Blog

Why Your AI Forgets the Plot After 20 Messages (and the Fix)

May 31, 2026 · Updated May 31, 2026

Your AI forgets the plot because every model reads from a fixed-size context window, and once your story outgrows it, the oldest text is simply dropped. The name you established in turn three falls off the back. The fix is to stop feeding it raw transcript and instead carry forward compressed summaries of each scene — so the past stays present without filling the window.

What's actually happening

There is no memory in the way you'd think of memory. The model does not remember your story. Every single turn, it re-reads everything you've written so far, from the top, and predicts what comes next. That re-reading happens inside a fixed budget called the context window — a hard ceiling on how much text the model can hold in front of it at once.

For the first dozen turns this is invisible. The whole story fits. Then it doesn't. Most tools handle the overflow the crudest way possible: they cut from the top. The oldest turns get trimmed off so the newest ones still fit. You don't see the cut happen. You just notice, around turn twenty, that the narrator has quietly forgotten your character's sister exists.

Why it feels like betrayal

Because the failure is silent and selective. The model writes the next paragraph just as fluently as it wrote the first. The prose doesn't degrade. The plot does. The husband who died in chapter one walks back into the kitchen. The rain you established stops mattering. A character's accent drifts. Nothing announces itself as broken, which is exactly why it's maddening — the writing stays confident while the story underneath quietly comes apart.

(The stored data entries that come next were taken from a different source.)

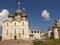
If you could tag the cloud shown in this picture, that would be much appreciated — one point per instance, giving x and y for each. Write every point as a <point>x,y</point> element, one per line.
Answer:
<point>3,15</point>
<point>46,15</point>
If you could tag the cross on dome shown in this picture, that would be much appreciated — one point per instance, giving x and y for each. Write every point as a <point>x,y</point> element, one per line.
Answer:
<point>19,4</point>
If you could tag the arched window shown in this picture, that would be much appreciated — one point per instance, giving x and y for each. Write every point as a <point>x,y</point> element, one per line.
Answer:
<point>22,23</point>
<point>15,23</point>
<point>23,31</point>
<point>34,31</point>
<point>7,24</point>
<point>19,35</point>
<point>15,31</point>
<point>37,31</point>
<point>31,31</point>
<point>7,31</point>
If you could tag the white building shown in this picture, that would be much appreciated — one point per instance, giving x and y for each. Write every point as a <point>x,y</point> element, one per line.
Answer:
<point>17,26</point>
<point>35,34</point>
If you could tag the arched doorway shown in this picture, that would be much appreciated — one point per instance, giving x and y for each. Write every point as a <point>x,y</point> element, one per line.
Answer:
<point>15,37</point>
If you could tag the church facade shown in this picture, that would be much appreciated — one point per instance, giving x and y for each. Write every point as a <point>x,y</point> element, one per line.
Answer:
<point>17,26</point>
<point>55,31</point>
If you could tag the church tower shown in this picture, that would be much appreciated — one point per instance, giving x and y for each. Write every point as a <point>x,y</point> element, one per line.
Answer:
<point>17,26</point>
<point>18,13</point>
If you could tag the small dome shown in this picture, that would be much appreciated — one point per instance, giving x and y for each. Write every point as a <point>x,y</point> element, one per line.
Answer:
<point>18,11</point>
<point>11,15</point>
<point>24,14</point>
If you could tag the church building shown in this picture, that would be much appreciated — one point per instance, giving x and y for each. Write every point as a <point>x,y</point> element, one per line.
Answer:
<point>17,26</point>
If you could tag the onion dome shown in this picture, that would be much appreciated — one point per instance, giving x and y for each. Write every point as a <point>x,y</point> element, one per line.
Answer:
<point>49,28</point>
<point>11,15</point>
<point>18,11</point>
<point>24,13</point>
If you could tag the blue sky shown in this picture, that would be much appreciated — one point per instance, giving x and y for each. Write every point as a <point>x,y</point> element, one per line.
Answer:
<point>34,9</point>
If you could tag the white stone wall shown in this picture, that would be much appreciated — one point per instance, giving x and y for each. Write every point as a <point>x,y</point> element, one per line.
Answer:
<point>49,33</point>
<point>18,29</point>
<point>56,36</point>
<point>35,35</point>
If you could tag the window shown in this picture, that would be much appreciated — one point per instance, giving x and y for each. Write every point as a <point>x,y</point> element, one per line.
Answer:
<point>31,31</point>
<point>19,35</point>
<point>15,31</point>
<point>15,23</point>
<point>23,23</point>
<point>37,31</point>
<point>7,24</point>
<point>7,31</point>
<point>34,31</point>
<point>23,31</point>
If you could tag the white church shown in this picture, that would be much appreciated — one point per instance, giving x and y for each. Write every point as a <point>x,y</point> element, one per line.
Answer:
<point>17,26</point>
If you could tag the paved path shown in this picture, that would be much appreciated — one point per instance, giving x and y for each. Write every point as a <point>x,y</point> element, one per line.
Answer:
<point>16,42</point>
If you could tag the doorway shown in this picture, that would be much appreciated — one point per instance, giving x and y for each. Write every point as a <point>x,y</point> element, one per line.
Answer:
<point>15,37</point>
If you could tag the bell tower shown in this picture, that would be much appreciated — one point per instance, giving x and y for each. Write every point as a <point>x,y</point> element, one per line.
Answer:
<point>18,13</point>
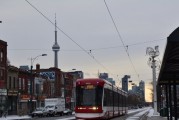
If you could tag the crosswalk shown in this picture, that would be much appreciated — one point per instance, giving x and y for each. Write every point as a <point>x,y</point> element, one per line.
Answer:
<point>69,118</point>
<point>138,115</point>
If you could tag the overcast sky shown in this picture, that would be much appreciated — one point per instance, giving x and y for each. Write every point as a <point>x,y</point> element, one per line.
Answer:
<point>87,23</point>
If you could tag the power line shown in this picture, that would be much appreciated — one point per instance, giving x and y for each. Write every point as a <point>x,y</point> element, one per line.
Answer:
<point>120,38</point>
<point>67,36</point>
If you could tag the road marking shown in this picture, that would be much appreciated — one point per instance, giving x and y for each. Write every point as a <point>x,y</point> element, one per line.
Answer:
<point>70,118</point>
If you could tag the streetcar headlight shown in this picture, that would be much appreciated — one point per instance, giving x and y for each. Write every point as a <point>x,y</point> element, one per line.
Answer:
<point>95,108</point>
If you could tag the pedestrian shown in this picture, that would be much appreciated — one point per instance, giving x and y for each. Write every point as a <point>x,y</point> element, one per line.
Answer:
<point>5,113</point>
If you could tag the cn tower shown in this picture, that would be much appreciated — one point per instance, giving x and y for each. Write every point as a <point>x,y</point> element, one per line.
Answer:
<point>56,47</point>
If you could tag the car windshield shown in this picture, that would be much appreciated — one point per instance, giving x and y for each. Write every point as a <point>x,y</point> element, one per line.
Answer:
<point>39,109</point>
<point>49,106</point>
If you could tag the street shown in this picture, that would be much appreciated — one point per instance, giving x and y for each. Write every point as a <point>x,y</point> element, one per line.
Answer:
<point>134,114</point>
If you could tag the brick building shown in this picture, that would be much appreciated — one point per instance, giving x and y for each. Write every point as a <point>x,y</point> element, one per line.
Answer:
<point>3,75</point>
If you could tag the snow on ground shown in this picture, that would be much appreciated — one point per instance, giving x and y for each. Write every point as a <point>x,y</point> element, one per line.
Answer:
<point>69,118</point>
<point>15,117</point>
<point>151,113</point>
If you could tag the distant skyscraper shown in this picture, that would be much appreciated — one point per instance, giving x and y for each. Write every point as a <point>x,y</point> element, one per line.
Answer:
<point>142,89</point>
<point>55,47</point>
<point>125,83</point>
<point>103,76</point>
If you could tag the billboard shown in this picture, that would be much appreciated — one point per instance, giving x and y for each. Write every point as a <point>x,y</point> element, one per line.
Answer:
<point>50,75</point>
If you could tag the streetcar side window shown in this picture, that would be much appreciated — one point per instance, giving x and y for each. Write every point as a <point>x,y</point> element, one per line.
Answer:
<point>105,97</point>
<point>99,91</point>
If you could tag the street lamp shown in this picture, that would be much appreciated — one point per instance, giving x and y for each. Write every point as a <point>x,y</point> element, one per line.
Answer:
<point>153,53</point>
<point>31,78</point>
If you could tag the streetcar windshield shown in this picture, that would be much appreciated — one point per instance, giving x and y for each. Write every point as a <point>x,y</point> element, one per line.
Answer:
<point>89,95</point>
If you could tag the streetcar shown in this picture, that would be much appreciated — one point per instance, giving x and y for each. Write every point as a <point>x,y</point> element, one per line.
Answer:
<point>99,99</point>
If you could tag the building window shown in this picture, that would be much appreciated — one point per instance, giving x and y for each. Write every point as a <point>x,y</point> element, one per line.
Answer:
<point>1,74</point>
<point>20,80</point>
<point>14,82</point>
<point>1,56</point>
<point>10,82</point>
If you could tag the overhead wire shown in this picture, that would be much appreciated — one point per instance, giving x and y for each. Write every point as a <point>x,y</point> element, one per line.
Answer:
<point>67,36</point>
<point>120,37</point>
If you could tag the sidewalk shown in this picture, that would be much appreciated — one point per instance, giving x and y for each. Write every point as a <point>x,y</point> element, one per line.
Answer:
<point>156,118</point>
<point>15,117</point>
<point>151,116</point>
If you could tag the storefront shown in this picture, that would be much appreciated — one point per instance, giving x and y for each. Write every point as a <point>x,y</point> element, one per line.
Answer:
<point>3,99</point>
<point>24,104</point>
<point>12,102</point>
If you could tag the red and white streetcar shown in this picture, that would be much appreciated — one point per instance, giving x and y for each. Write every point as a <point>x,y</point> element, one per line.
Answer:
<point>99,99</point>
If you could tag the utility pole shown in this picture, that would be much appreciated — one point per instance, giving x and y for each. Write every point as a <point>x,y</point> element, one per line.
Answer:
<point>152,62</point>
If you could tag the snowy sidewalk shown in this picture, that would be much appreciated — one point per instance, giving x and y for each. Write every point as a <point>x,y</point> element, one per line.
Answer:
<point>15,117</point>
<point>151,116</point>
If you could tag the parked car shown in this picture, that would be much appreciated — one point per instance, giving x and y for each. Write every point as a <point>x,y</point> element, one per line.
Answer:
<point>39,112</point>
<point>67,112</point>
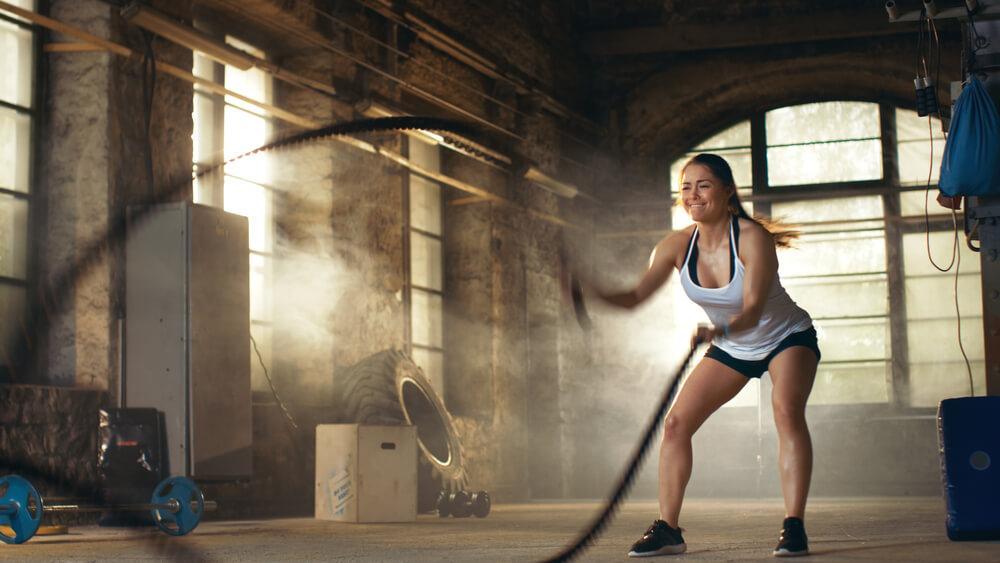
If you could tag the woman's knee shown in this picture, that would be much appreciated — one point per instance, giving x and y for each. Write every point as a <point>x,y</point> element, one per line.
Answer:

What a truncated model does

"Of course! Just to confirm — what was your character's name again, and could you remind me where we are in the story so I can pick up where we left off?"

What carry-forward gives you

Elena set the unopened letter on the counter where it had sat for three days. Her sister's handwriting. She'd promised herself she would read it before the funeral, and the funeral was tomorrow.

The difference isn't model quality. The same model produced both. The difference is what it was handed. The first was handed a window with the beginning chopped off and had to ask. The second was handed a tight summary of everything that mattered — the sister, the letter, the deadline — and just kept writing.

The fix: treat the story as scenes, not a transcript

A novel doesn't carry every word of chapter one into chapter twelve. It carries consequences. The reader remembers that the marriage failed, not the exact phrasing of the argument. That's the model Underfiction uses.

Scenes are chapters. When a scene ends, it gets summarized — the facts, the relationships, the unresolved tension — and that summary carries forward into everything after it.
Long scenes compress in place. Older turns inside a running scene get condensed automatically so the window never fills with stale back-and-forth.
The window stays clear. Instead of raw transcript crowding out room to write, the model holds a dense map of the story so far plus the live scene in front of it.
You never see the seams. The narrator keeps the sister, the letter, the weather, the grudge — because they were written into the carried context, not left to fall off the back.

A novel carries consequences forward, not every word. So does a well-built story engine.

The part that surprises people

Done well, compression makes the writing better, not just longer. A model staring at forty turns of raw dialogue gets distracted by the noise. A model handed a clean summary plus the current scene knows what's load-bearing. It foreshadows. It calls back to the letter you forgot you'd planted. It writes like something that has read the whole book, because in effect it has — through the summary, not the transcript.

You're the director. The engine follows. Part of following is remembering — and remembering well means knowing what to keep and what to let go, the same instinct a good editor brings to a draft.

If you want the full mechanics — what goes into a summary, how the compression boundary is chosen, why it stays free — read the deep dive, "How Scene-Based Context Compression Works." This was the plain-terms version. That one shows you the gears.

Underfiction is interactive storytelling under your direction. Stories are local by default; sync is optional and encrypted. New accounts start with 500 free credits.

New accounts start with 500 free credits after email confirmation.

Try Underfiction

Frequently asked questions

Why does my AI forget the plot after 20 messages?

Because the model reads your whole story from a fixed-size context window every turn, and once the story outgrows that budget, most tools trim the oldest text to make room. The early facts — names, deaths, established details — fall off the back, so the model writes confidently but loses the plot.

Does a bigger context window fix AI memory loss?

It delays the problem, it doesn't solve it. A larger window holds more turns before truncation starts, but any long story will eventually outrun any fixed budget. The real fix is compressing past scenes into carry-forward summaries so the window never fills with raw transcript.

How does Underfiction keep track of long stories?

It treats scenes as chapters. When a scene ends, it's summarized and that summary carries forward. Inside long scenes, older turns are compressed automatically. The model always holds a dense map of the story plus the live scene, so it doesn't lose earlier facts.

Does compression cost extra credits?

No. Summaries and compression are free. You only pay for the prose you generate, never for the housekeeping that keeps your plot intact. There's no subscription and no ads.

Will summarizing my story make the writing worse?

Usually the opposite. A model handed clean summaries plus the current scene knows what's load-bearing, instead of getting distracted by dozens of turns of raw dialogue. It calls back to planted details and foreshadows better, because it's working from a map of the whole story.